Psychologists have determined that imagination is the most powerful mental stimulus to desire. Imagination presents to the mind, as it were, a more or less vivid mental picture of the individual enjoying the gratification of his desire—be it physical, intellectual, or spiritual. The longer this picture remains in the mind, the more vivid it becomes, the more it crowds all other thoughts and feelings from the mind, the more powerful and irresistible becomes the desire. It is the task of the persuader, therefore, to stimulate the imagination to the painting of such mental pictures. This we well know, but what we wish to know further is what are the most powerful desires in the particular human mind with which we are dealing. Obviously, the automobile salesman who vividly pictures to the timid person the thrills of speeding around curves would be as far wrong as if he were picturing the sedate, quiet luxury of his car to a speed maniac. What he wants to know and what we all want to know in substance is how to tell, at a glance, which is the timid, sedate person and which the speed maniac.

DECISION AND ACTION

Perhaps the most delicate and most difficult process among all the four steps of persuasion is inducing decision and action. When one reflects upon the multitudinous important decisions made and actions taken every hour, it hardly seems possible that it can be so difficult to induce our fellow-men to make the short step from hesitant desire to definite decision. The truth is, of course, that in the making of almost any important decision there is a stern conflict between conflicting desires. Take, for example, a man buying an automobile.

Under the skilful persuasive power of the salesman, he has vividly pictured to himself enjoying possession. But this is not his only mental picture. Perhaps he has a picture of his old age, in which he might enjoy the income from the money which would go into an automobile. There are also in his mind mental pictures of half a dozen to a dozen or more other makes of automobiles. In addition to these, there may be a mental picture of a motor boat, a little cottage by the sea, a new set of furniture for his house, new fittings for his store, an increased advertising appropriation, a new insurance policy, a trip to California and return, and goodness only knows how many other objects of desire. It is no wonder he hesitates and that he must be very skilfully and deftly brought to the point of decision.

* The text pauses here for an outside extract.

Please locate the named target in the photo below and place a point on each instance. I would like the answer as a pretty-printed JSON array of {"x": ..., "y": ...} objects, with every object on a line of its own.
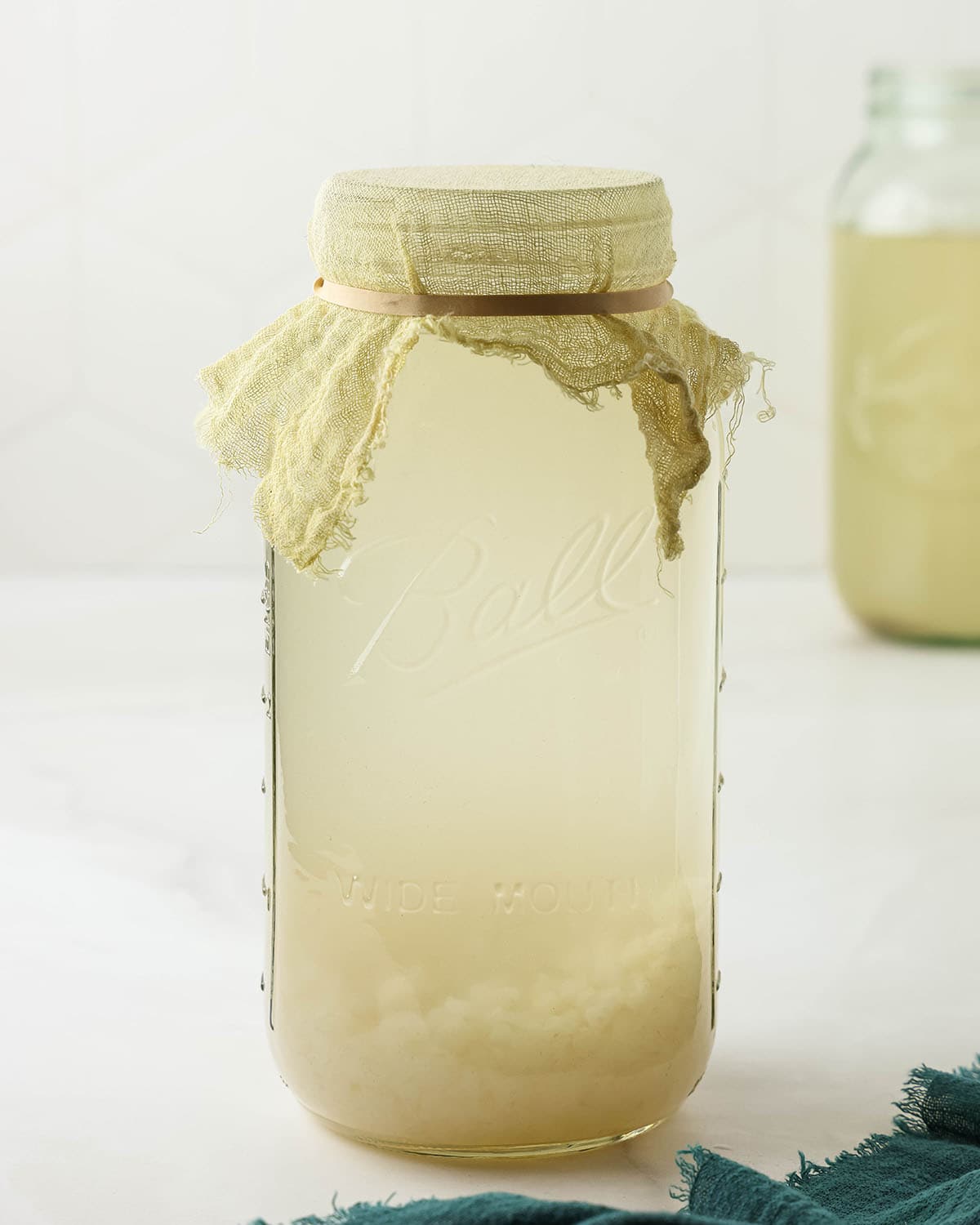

WAYS OF INDUCING DECISION AND ACTION

For this reason, experience has shown that many people, perhaps the majority of people, can be induced to decide whether they will have red rubber or gray rubber tires on an automobile they contemplate purchasing far more easily than they can be induced to decide definitely that they will purchase the car. Having decided upon the tires, however, they can be asked to decide upon other minor points, including the terms upon which they intend to pay for the car, and thus eventually go through the entire process of purchasing the car without ever giving their delicate mental mechanism the severe shock and strain of deciding to purchase it at all. As a general rule, such people are surprised and delighted to find that they have made the decision so easily and with so little pain and distress.

But this method will not work with all people. There are some natures so positive, so aggressive, so fond of taking the initiative, so determined to make their own decisions without interference that the wise salesman or persuader apparently permits them to have their own way, at the same time skilfully guiding them in the way he wishes them to go by means of indirect suggestion.